Voilà qui met fin à ma déclaration préliminaire, mais bien sûr, nous serons ravis de répondre à vos questions.
:
Je vais pouvoir répondre à certaines questions de Mme Sahota.
Vous vous demandiez dans quelles circonstances il peut s'agir d'engagements publics ou officiels. Je pourrais vous décrire un cas qui est quand même raisonnablement plausible. Si un député devient président d'une association parlementaire internationale, par exemple l'Association parlementaire canadienne de l'OTAN ou l'Assemblée parlementaire de l'OSCE, on peut supposer qu'il s'absentera souvent en raison des voyages qu'il aura à faire. Ayant connu certains présidents ou certaines présidentes d'associations parlementaires internationales, je sais que cela cause beaucoup d'absences. Je sais aussi que certains députés ont été pressentis pour présenter leur candidature à une association internationale, mais ont choisi de ne pas le faire. Quoi qu'il en soit, si un député occupe un poste reconnu à l'international qui prend beaucoup de son temps, cela pourrait être une des raisons plausibles pour lesquelles il ne serait pas souvent présent au Parlement canadien. C'est un exemple d'engagement public ou officiel qui expliquerait pourquoi un député n'est pas présent.

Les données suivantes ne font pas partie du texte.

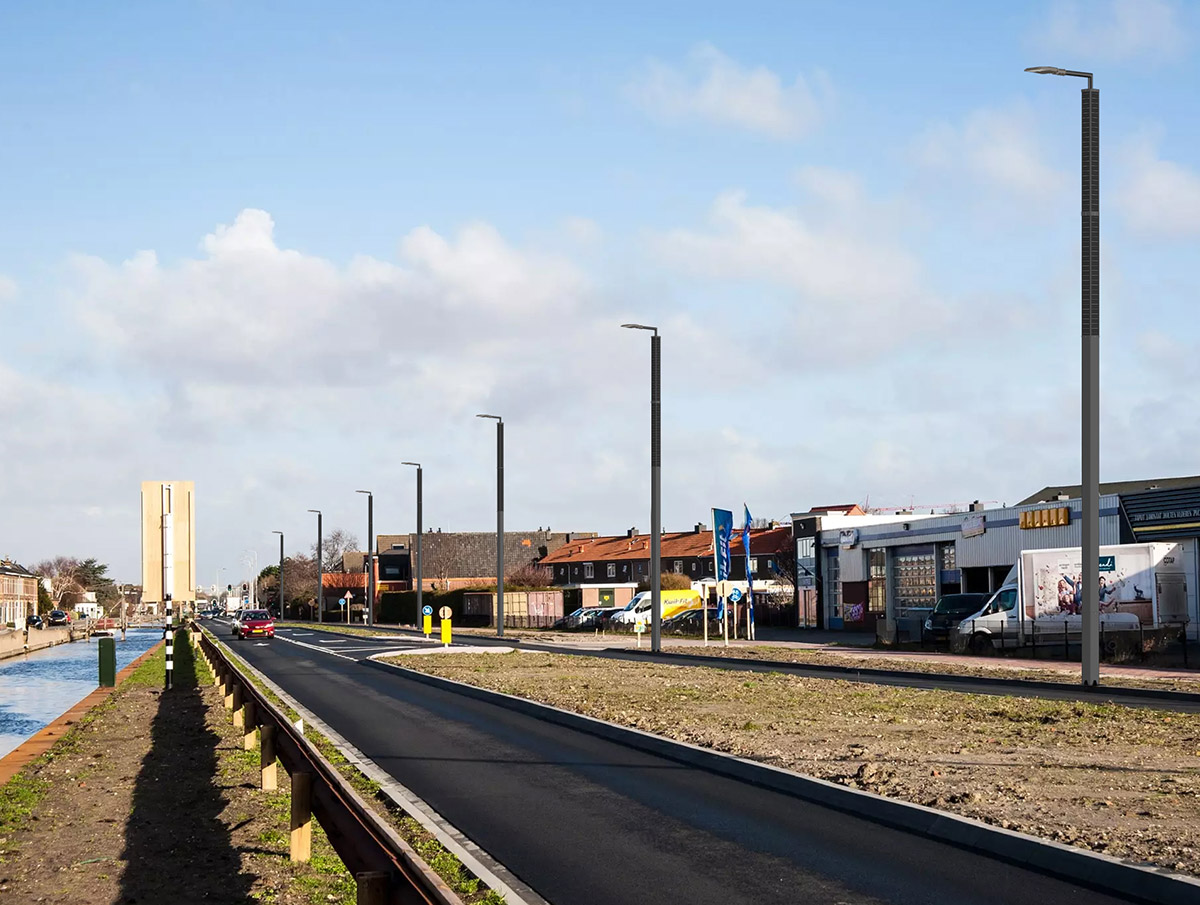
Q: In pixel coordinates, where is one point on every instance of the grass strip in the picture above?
(441, 859)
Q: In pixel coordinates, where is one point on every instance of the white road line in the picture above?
(313, 647)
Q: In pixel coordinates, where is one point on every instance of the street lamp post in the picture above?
(321, 569)
(370, 563)
(281, 573)
(499, 522)
(420, 573)
(1090, 666)
(655, 484)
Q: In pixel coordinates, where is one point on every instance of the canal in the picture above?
(40, 687)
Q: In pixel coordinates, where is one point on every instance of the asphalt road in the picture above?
(583, 820)
(945, 682)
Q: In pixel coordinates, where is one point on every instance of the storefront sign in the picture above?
(973, 526)
(1045, 517)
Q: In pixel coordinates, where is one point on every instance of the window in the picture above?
(877, 588)
(833, 583)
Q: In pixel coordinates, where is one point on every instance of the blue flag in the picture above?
(745, 543)
(723, 529)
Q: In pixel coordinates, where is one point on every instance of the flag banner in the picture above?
(723, 529)
(745, 543)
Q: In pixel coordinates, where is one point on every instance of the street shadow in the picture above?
(175, 845)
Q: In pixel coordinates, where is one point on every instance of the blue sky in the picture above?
(279, 247)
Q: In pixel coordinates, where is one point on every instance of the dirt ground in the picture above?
(1119, 780)
(151, 799)
(994, 666)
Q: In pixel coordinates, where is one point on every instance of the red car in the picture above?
(256, 623)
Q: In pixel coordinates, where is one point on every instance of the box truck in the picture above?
(1141, 586)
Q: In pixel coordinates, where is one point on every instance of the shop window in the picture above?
(877, 589)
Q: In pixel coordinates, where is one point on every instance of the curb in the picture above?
(46, 737)
(1067, 862)
(493, 874)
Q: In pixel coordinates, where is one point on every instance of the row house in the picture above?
(605, 571)
(18, 594)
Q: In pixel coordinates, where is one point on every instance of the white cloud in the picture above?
(1119, 30)
(1158, 198)
(999, 148)
(713, 88)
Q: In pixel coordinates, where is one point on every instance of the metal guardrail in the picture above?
(387, 868)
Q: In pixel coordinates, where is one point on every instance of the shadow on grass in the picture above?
(177, 847)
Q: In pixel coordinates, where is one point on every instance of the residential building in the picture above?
(454, 559)
(18, 594)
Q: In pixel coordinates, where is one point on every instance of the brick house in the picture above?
(18, 593)
(454, 559)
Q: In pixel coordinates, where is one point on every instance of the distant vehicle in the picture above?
(948, 612)
(691, 622)
(1140, 586)
(256, 623)
(639, 609)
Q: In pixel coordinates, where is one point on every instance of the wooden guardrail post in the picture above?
(267, 756)
(300, 843)
(372, 887)
(247, 738)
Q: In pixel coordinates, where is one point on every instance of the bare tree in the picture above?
(65, 574)
(333, 546)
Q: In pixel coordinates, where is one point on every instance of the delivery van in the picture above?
(639, 609)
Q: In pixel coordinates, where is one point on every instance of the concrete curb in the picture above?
(1090, 869)
(493, 874)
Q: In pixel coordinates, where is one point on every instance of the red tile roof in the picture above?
(675, 544)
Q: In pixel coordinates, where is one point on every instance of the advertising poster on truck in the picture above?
(1054, 581)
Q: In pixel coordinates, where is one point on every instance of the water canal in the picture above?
(36, 688)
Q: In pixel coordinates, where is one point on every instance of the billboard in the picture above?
(1054, 582)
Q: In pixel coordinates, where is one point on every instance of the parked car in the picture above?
(949, 611)
(691, 622)
(256, 623)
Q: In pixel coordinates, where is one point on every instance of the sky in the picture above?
(280, 247)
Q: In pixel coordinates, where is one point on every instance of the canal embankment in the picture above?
(13, 642)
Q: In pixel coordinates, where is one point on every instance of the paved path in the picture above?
(583, 820)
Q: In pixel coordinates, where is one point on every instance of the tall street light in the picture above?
(420, 574)
(321, 570)
(655, 484)
(370, 562)
(282, 616)
(1091, 375)
(499, 522)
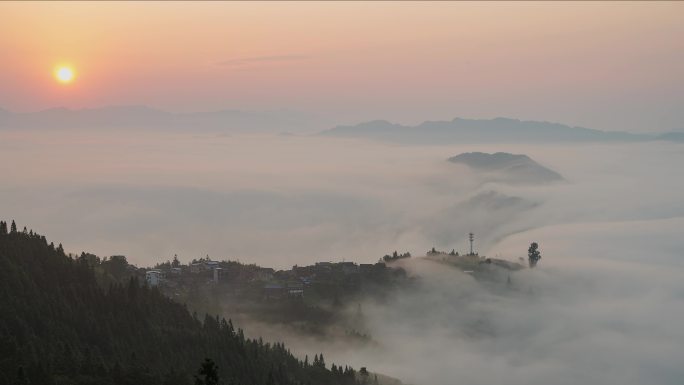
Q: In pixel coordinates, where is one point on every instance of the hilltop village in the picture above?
(315, 299)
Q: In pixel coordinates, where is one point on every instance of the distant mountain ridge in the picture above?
(146, 117)
(506, 167)
(461, 130)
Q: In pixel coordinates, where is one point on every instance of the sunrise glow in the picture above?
(64, 74)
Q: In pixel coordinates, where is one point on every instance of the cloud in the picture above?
(255, 60)
(605, 306)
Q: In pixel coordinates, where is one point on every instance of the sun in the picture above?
(64, 74)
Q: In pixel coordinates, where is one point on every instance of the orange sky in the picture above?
(610, 66)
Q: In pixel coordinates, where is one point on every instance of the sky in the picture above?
(611, 66)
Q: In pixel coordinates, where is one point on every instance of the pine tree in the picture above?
(533, 254)
(209, 371)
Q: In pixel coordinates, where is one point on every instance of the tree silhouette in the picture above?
(209, 371)
(533, 254)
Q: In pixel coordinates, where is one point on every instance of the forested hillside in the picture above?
(59, 326)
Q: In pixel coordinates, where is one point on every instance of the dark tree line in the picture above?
(59, 325)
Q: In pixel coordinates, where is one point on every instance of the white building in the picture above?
(153, 277)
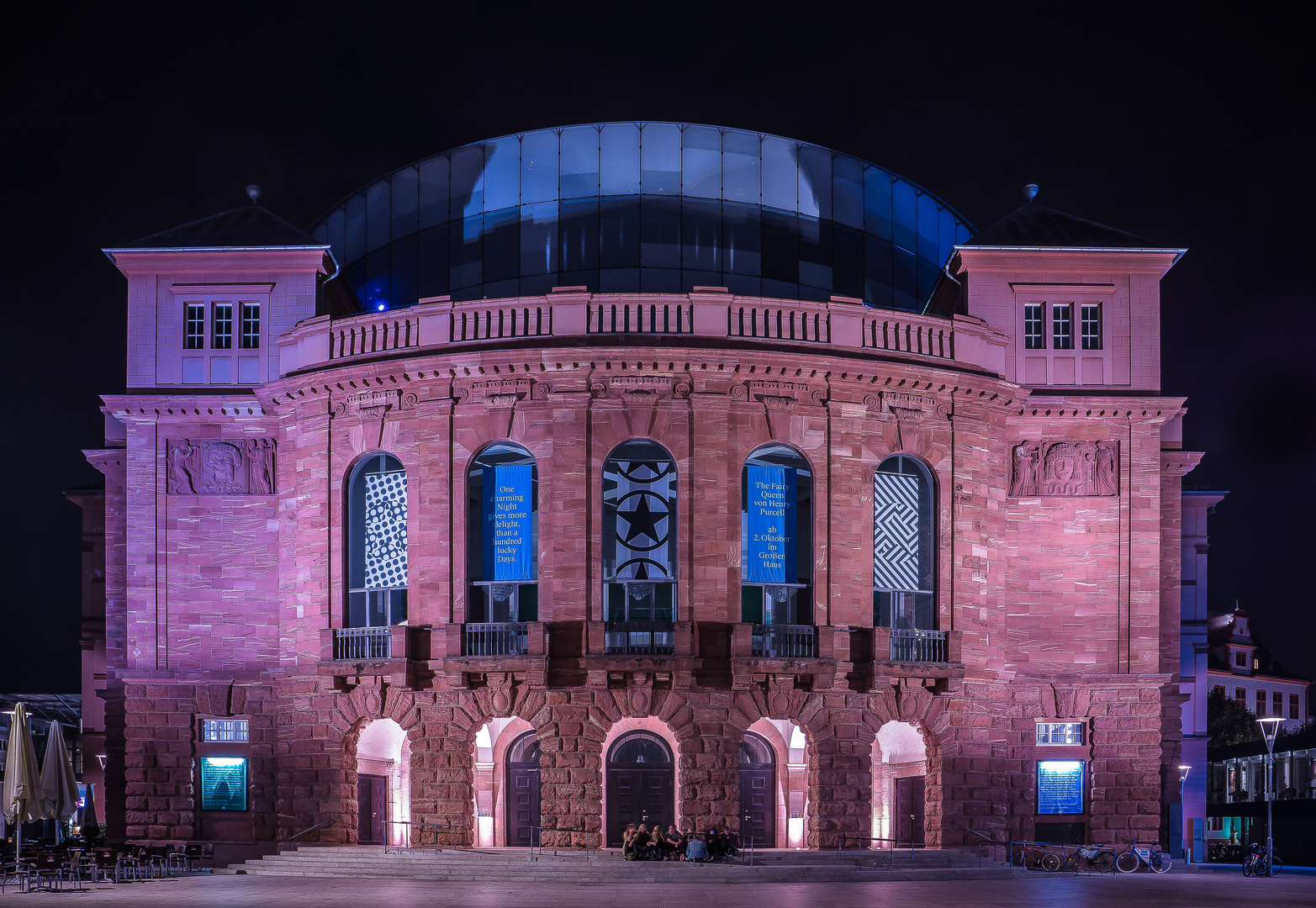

Je peux maintenant vous expliquer de quelle façon nous en sommes venus à ce règlement.
J'ai eu trois enfants, donc trois grossesses, alors que j'étais députée. Quand j'ai entrepris le travail sur cette question, je savais que, tant que la Loi sur le Parlement du Canada n'était pas modifiée, on ne pourrait pas procéder à l'étape suivante, soit celle du règlement.
Il y a eu une première rencontre au Comité permanent de la procédure et des affaires de la Chambre. Par la suite, le Comité a produit un rapport qui contenait cette recommandation. La mesure a ensuite été incluse dans le budget. Une fois que la loi d'exécution du budget a reçu la sanction royale et que, par conséquent, la Loi sur le Parlement du Canada a été modifiée, j'ai fourni une ébauche de règlement à la leader à la Chambre du NPD, qui était Mme Brosseau à ce moment-là. C'est elle qui était responsable de faire adopter le règlement. En effet, il revenait aux leaders à la Chambre, Mmes Bergen, Chagger et Brosseau, de commencer à discuter du règlement.
À mon retour après avoir accouché, je suis revenue sur la question afin de savoir pourquoi le règlement n'était toujours pas adopté. J'ai aussi tenté qu'on remette ce dossier à l'ordre du jour. Je sais donc qu'il y a eu d'autres discussions entre les leaders à la Chambre des différents partis pour le remettre à l'ordre du jour avant la fin de la session parlementaire, pour ne pas qu'un nouveau Parlement ait à finaliser le travail là-dessus.
Voilà donc ce qui s'est passé concernant le règlement.